Drought tolerance can conserve water, energy

Nov 13, 2007 10:20 AM, By Hembree Brandon
Farm Press Editorial Staff

Whether you think global climate change is a serious concern that warrants an international corrective effort, or you contend it’s all a bunch of hooey dreamed up by Al Gore and a bunch of pointy-headed liberals, the incontrovertible fact is that regional climate changes — both natural and man-caused — are proceeding apace.

As rainfall patterns shift, desertification claims hundreds of thousands of additional acres; as more and more rain forest acres fall to bulldozers, erosion increases and the water cycle from plant transpiration is reduced.

These changes are focusing more attention and research on development of crop plants that can grow and produce acceptable yields with less water.

For too long in this country water has been considered an inexhaustible resource. But as with petroleum, we’re finding that isn’t the case, and we’re beginning to pay the piper in terms of scarcer, more expensive water.

Even in areas where yearly rainfall is traditionally ample, deficits are occurring (much of the Mid-South is 15 inches to 20 inches below normal thus far in 2007), droughts have been increasingly frequent and severe, and water tables have fallen. Major lakes, rivers, and streams, once water rich, have in many cases shrunk to the point that supplies are in a crisis situation for urban and rural uses alike.

The anti-agriculture folks are quick to denounce crop production as a disproportionately large user of water. The USDA says agriculture accounts for 80 percent of the nation’s consumptive water use, and over 90 percent in some western states (where many farmers are finding it more profitable to sell their water to cities than to use it for farming).

Confronted with increasing cost and scarcity, farmers have quickly adapted conservation/recovery practices and irrigation systems that use less water and distribute it more efficiently.

But that can only go so far. Developing crop plants that need less water to produce acceptable yields will be another key to keeping agriculture viable.

As genome projects for major crops provide complete maps of the plants’ chromosomal makeup, gene manipulation techniques become more sophisticated, and plant growth modeling becomes more powerful, scientists foresee crops that not only need less water, but offer tolerance to salt, temperature stresses (both heat and cold), and other environmental factors.

Significant strides are being made.
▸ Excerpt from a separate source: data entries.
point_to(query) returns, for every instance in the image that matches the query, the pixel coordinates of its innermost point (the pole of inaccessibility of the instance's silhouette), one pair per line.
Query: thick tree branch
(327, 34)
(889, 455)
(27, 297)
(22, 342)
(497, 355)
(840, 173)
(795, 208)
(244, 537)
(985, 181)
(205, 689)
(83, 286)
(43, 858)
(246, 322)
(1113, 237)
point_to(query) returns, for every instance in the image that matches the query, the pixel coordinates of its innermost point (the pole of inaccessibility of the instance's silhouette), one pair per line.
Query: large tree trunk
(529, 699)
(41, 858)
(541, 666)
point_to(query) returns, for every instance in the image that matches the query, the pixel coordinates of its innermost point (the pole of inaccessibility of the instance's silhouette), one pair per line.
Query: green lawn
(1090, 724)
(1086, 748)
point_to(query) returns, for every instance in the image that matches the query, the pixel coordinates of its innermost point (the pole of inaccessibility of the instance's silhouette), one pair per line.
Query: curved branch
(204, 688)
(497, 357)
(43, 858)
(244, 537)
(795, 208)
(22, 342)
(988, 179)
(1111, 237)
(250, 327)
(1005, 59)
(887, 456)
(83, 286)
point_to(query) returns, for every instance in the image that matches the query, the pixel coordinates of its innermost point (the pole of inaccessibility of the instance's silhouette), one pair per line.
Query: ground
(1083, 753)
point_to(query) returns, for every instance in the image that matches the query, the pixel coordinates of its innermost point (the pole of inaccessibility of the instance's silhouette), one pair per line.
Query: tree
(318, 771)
In 2002, Cornell University researchers announced the development of a hardier strain of biotech rice that offers drought resistance and is more adaptable to marginal soils.

Shortly after that, USDA Agricultural Research Service scientists announced two new lines of salt-tolerant plants related to wheat (in the U.S., saline soils reduce crop yields by about 25 percent).

It takes about 125 gallons of water to produce a pound of wheat. Researchers in Egypt have been working toward commercialization of a wheat variety with a barley gene that has enabled them to cut irrigations from eight to only one.

Crops with tolerance to drought and other environmental stresses will enable farmers to not only use less precious water, but also to reduce energy costs associated with pumping.